Un programa iraní emite "confesiones" de dos presos iraníes-estadounidenses

Por Carmen BenítezTiempo de lectura2 min
Internacional21-07-2007

Una vez más, el Gobierno iraní ha presionado a presos estadounidenses para que realicen falsos testimonios. Hace poco pasó con unos soldados británicos y ahora, el turno le ha tocado a Hale Esfandiari y Kian Tajbakhsh que han sido acusados de espías y de planear junto con Estados Unidos una revolución para acabar con el régimen islámico.
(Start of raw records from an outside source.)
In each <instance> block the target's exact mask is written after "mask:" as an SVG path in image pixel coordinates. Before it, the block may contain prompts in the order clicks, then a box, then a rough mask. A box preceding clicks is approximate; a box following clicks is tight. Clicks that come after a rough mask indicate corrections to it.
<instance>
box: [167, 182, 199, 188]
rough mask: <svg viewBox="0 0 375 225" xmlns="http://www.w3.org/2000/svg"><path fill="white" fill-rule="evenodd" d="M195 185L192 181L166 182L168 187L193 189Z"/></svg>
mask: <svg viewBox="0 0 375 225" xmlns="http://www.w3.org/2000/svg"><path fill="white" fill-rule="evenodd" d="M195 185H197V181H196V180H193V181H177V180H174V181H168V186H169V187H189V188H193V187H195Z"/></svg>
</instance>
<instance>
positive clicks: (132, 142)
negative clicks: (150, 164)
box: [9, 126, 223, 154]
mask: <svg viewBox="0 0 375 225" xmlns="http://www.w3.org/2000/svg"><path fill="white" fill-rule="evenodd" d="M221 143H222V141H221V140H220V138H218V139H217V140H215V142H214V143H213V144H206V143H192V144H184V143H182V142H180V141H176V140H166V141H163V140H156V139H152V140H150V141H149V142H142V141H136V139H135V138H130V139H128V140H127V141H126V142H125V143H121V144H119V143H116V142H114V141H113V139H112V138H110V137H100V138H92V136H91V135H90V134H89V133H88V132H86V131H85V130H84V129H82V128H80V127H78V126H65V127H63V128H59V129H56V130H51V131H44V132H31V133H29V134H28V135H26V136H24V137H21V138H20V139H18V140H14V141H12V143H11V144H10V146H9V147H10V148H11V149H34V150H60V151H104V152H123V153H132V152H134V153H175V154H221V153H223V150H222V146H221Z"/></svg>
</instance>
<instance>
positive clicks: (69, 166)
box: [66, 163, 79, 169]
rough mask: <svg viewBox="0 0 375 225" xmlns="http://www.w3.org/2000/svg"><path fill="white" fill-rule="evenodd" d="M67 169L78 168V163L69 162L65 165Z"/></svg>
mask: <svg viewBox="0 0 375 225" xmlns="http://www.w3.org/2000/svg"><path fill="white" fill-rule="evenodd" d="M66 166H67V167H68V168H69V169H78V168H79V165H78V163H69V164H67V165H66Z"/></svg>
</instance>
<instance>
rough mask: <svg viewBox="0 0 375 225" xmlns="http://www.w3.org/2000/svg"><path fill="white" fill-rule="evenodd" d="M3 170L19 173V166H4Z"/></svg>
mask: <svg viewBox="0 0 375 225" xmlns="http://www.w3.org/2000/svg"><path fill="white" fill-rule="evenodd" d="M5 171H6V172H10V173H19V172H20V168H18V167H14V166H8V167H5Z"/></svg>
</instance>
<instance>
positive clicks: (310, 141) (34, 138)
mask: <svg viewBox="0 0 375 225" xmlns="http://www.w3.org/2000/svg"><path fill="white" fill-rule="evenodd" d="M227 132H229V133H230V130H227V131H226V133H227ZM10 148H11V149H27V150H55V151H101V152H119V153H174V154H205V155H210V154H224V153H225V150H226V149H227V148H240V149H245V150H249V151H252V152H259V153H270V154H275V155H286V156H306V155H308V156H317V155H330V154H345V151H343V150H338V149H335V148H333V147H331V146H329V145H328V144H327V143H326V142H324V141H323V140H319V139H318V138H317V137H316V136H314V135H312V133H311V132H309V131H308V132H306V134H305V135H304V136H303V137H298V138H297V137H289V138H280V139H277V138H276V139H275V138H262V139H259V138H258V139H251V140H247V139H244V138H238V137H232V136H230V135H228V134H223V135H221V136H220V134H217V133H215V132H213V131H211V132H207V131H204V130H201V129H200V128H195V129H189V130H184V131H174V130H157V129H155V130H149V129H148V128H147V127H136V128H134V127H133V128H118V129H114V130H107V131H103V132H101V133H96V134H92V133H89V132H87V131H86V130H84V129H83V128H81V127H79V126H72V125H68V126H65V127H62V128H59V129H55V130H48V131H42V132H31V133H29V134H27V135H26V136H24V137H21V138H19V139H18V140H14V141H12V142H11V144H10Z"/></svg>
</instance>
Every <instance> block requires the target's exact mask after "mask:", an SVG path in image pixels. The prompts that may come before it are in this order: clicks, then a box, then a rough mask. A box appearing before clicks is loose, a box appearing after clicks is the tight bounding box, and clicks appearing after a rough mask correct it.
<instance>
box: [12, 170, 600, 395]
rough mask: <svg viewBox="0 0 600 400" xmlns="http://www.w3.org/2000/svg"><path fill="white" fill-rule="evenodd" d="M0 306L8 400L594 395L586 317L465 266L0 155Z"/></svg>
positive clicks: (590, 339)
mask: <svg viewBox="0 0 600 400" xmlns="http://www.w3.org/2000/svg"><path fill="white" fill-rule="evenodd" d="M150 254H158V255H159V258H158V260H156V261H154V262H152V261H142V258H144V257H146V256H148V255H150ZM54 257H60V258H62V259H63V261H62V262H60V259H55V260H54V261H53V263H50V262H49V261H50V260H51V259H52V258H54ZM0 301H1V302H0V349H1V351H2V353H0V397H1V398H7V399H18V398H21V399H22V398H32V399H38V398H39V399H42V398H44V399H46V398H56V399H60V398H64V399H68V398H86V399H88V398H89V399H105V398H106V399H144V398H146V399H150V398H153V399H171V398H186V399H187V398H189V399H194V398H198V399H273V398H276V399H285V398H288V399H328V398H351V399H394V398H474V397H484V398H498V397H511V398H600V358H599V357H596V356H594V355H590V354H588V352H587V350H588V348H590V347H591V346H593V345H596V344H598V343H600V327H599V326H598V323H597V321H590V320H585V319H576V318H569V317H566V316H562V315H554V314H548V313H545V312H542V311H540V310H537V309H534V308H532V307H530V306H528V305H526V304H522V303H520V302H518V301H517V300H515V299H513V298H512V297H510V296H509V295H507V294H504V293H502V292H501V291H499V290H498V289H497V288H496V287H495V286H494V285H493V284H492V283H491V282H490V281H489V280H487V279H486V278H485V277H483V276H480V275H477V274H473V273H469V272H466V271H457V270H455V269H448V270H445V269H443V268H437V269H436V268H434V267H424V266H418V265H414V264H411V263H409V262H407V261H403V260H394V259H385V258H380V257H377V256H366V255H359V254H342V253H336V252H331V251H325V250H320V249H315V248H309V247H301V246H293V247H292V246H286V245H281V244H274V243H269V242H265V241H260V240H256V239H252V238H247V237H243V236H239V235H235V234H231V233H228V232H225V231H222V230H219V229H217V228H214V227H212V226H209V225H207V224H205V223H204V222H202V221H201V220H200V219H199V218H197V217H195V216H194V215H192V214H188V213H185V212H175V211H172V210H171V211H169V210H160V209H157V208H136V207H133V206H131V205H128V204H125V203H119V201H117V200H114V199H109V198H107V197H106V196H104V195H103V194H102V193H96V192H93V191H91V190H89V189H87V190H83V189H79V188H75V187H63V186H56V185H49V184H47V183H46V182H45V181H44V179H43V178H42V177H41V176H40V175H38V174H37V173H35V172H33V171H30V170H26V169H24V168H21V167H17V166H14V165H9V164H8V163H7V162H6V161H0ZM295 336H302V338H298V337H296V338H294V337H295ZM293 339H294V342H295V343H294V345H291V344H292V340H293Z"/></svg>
Una cadena de televisión iraní emitió, el pasado lunes, el programa especial En nombre de la democracia. En él aparecían, por separado, dos detenidos iraníes-estadounidenses. Hale Esfandiari, de 67 años y directora del programa Medio Oriente del Centro de Estudios Internacionales Woodrow Wilson, fue detenida a principios de mayo debido a que la acusaron de intentar crear redes de iraníes con el fin de alentar una revolución silenciosa en Irán para derrocar al régimen islámico radical. Al otro preso, Kian Tajbakhsh, consultor de planteamiento urbano de 45 años del Instituto Sociedad Abierta de George Soros, también se le atribuyen cargos de poner en riesgo la seguridad. Durante el programa hubo imágenes y testimonios de los presos sin ningún tipo de contexto. Entre ellas, unas declaraciones de Esfandiari en las que dice: "Yo participé en la revolución de terciopelo de Georgia" o "Mi trabajo era encontrar conferenciantes", una posible referencia a sus esfuerzos para llevar iraníes a Estados Unidos para que hablaran de la situación política de Irán. Las reacciones han sido varias. Los miembros de la familia de los presos y amigos, sorprendidos, han dicho que esas afirmaciones son inciertas y que les han presionado para que dijesen ese tipo de cosas. Estados Unidos, que cortó vínculos diplomáticos con Irán poco después de la revolución islámica de 1979, pidió la liberación de los iraníes-estadounidenses y negó que fueran espías. Irán, que no reconoce la doble nacionalidad, ha dicho que la Casa Blanca no puede interceder en este asunto. Otros dos iraníes-estadounidenses, Parnaz Azima, un periodista que trabaja para Radio Farda, financiada por EE.UU., y Ali Shakeri, uno de los miembros de la junta fundadora del Centro para la Paz Ciudadana de la Universidad de California, afrontan acusaciones similares. No es la primera vez que Irán realiza este tipo de coacción. En el pasado obligó a algunos detenidos a incriminarse a sí mismos de manera pública ante las cámaras de televisión, como pasó con los soldados británicos detenidos por Teherán en marzo por su presunto ingreso ilegal al territorio iraní.